Ce séjour prolongé est relaté dans deux séries de lettres, publiées sous le titre "The English woman in Egypt" (1844-1846) : "L’ouvrage montre un tableau vivant de la vie au Caire, mais comporte aussi une multitude d’informations historiques et ethnographiques qui proviennent de Lane, lequel mit, d’après la préface, ses notes non publiées à la disposition de sa soeur." (Sarga Moussa, "Le Voyage en Égypte", 2004)
De retour en Angleterre, elle collabore, par des textes d’accompagnement, à l’édition de l’album de photographies orientalistes de Francis Frith "Views of Cairo, Sinai, Jerusalem and the pyramids of Egypt" (1860).
Au cours de son séjour au Caire, elle s’habille à l’égyptienne, voile y compris, même si elle déteste cette coutume vestimentaire, mais elle s’y conforme pour avoir accès aux harems, aux saunas et autres espaces réservés aux femmes. "Elle essaie de mettre de côté ses préjugés, tout en admettant que cela n’est que partiellement possible et qu’il faut garder son esprit critique, par exemple en ce qui concerne la situation des femmes. Ce sont les questions de religion qui lui posent le plus de problèmes car, fille de pasteur, elle n’est pas exempte de tentations prosélytes. Mais elle est aussi capable de réfléchir sur les conditions de communication avec les Orientaux et de repérer les divergences de vues et les malentendus culturels." (S. Moussa)
Ses lettres comportent une multitude d’observations personnelles sur le pays, ses habitants, les villes et leurs monuments, l’habitat, la vie quotidienne, les us et coutumes, les traditions, les croyances… On peut ainsi les considérer comme une sorte de "guide touristique" qui éveille le regard sur un monde différent.

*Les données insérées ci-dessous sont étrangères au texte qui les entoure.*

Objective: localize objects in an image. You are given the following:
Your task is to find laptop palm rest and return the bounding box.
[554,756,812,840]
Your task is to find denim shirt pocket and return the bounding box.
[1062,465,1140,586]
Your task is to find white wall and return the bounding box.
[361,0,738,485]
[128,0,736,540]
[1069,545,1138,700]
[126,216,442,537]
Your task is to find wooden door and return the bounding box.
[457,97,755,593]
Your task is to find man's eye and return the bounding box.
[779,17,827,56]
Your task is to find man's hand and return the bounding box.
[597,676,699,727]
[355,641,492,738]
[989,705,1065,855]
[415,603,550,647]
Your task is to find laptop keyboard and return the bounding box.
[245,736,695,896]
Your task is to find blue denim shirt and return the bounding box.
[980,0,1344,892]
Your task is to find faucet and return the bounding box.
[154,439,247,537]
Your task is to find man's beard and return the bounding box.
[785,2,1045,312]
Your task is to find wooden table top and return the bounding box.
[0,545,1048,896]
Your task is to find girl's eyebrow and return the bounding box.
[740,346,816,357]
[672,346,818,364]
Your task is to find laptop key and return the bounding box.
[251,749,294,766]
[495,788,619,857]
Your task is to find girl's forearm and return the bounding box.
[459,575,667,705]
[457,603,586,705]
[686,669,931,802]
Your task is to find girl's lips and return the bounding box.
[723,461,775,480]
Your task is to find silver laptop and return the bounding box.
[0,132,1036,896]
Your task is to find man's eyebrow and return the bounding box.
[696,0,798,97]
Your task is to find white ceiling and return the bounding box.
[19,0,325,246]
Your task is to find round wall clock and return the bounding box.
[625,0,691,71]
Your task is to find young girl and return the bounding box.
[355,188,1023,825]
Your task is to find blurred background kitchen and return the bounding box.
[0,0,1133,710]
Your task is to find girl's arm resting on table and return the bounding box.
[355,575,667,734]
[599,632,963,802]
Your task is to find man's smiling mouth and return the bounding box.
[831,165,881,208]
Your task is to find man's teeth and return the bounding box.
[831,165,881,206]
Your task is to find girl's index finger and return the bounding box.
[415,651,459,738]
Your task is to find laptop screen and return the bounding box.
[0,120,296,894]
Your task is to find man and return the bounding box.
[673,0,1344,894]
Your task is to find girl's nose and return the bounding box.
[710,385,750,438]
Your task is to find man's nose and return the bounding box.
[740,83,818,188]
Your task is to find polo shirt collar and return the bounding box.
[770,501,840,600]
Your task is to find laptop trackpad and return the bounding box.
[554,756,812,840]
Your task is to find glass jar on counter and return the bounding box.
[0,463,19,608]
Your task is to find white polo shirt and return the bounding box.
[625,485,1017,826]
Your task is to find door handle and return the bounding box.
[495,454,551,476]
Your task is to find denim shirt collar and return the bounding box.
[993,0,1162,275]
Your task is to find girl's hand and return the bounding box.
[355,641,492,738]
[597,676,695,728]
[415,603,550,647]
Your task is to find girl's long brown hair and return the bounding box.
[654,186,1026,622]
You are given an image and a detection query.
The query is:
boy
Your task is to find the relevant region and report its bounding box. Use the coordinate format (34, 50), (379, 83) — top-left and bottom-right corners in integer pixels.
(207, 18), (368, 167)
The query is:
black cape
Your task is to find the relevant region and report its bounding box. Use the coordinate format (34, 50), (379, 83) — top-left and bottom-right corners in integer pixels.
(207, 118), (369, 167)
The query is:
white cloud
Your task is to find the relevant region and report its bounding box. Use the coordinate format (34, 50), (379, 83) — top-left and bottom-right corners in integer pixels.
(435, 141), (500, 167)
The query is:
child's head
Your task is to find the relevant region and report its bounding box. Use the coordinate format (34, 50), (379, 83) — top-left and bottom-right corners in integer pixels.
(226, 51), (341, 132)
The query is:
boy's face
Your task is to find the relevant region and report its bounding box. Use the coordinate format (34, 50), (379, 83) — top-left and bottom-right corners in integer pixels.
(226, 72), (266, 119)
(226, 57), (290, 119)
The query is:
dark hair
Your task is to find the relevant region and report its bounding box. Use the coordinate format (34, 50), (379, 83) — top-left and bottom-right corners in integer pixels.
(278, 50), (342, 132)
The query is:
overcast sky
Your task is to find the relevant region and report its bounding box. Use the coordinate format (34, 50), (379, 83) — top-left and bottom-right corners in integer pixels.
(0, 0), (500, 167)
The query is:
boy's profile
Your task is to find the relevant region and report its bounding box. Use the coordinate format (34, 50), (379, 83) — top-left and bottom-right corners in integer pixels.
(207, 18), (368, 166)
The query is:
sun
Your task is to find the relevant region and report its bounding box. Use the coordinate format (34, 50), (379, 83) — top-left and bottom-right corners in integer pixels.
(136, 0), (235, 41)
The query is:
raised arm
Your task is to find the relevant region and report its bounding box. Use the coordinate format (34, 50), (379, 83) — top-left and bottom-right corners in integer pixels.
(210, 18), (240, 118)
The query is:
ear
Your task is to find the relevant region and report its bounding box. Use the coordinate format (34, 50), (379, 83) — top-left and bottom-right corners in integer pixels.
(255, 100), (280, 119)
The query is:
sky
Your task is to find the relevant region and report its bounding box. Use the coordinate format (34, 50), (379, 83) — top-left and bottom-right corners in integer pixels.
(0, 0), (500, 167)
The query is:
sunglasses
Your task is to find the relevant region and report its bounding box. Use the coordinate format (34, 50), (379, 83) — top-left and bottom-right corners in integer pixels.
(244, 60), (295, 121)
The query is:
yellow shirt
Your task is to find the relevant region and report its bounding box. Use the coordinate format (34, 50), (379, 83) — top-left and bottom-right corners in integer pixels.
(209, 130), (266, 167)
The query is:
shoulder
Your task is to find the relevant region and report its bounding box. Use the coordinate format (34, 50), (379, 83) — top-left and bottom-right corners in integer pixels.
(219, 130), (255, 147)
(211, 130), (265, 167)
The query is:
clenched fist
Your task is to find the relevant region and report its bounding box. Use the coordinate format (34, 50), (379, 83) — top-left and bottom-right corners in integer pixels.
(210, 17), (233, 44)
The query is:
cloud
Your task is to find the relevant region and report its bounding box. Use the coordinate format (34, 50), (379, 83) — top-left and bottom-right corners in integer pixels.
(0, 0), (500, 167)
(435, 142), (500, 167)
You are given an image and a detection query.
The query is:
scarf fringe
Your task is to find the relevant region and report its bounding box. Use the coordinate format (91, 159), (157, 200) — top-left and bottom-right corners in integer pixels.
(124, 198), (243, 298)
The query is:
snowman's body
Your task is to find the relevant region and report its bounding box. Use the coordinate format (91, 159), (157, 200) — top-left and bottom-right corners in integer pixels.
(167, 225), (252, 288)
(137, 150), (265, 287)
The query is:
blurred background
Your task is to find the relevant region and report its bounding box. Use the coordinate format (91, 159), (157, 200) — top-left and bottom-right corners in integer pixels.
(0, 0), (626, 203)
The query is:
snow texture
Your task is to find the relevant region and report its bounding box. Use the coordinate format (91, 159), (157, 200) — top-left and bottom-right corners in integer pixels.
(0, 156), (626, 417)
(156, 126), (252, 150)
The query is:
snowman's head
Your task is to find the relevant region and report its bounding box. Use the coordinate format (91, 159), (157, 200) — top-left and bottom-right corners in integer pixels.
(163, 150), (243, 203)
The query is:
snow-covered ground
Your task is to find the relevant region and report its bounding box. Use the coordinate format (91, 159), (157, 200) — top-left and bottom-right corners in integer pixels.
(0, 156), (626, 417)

Il est impossible de relater ici la richesse et l’extrême diversité des relations de voyage de Sophia Poole. Nous n’en retiendrons que quatre illustrations.
Lors de sa découverte, en compagnie de son frère, du site des pyramides de Guizeh, elle remarque, entre autres particularités de la Grande Pyramide, qu'au milieu de chaque face, les pierres ont été davantage détériorées du fait du roulement des blocs que l'on a fait tomber du haut du monument (sous-entendu : lorsque le revêtement de la pyramide a été enlevé). C'est l'une des causes retenues pour expliquer le phénomène de l' "apothème". Concernant les techniques de construction des pyramides, elle retient - reflétant l'opinion de son frère - la théorie de Lepsius, à savoir celle de l'accroissement progressif. Elle note par ailleurs que, dans la Chambre du Roi, le sarcophage a été posé sur "une énorme masse" de granit - une dalle beaucoup plus grande que les autres recouvrant le sol de la chambre - pour dissimuler l'entrée d'un caveau (chambre voûtée) ou puits afin de déjouer les intentions malveillantes des éventuels pilleurs.
Sur les bains publics (hammams), elle note : "Quoi que d'autres puissent penser, je vous avoue que le bain à la manière de l'Orient est très agréable. Je l'ai trouvé singulièrement bénéfique pour éliminer la lassitude qui est occasionnée par le climat. Il est vrai qu'il est suivi par une sensation de fatigue, mais un repos délicieux s’ensuit rapidement ; et les effets, dans l'ensemble, sont selon moi aussi agréables que le bain lui-même."
Le voyage sur le Nil lui inspire les réflexions suivantes : "Les bateaux du Nil sont admirablement construits pour la navigation sur ce fleuve. Leurs grandes voiles triangulaires sont manipulées avec une facilité extraordinaire, ce qui représente un avantage de la plus haute importance. En cas de rafales soudaines et fréquentes du vent à laquelle ils sont soumis, ils exigent une manoeuvre de la voile quasi instantanée, sinon l’embarcation risque de chavirer. À de nombreuses reprises, un côté de notre bateau était complètement sous l' eau, mais les hommes sont si habiles qu'un accident arrive rarement. (...)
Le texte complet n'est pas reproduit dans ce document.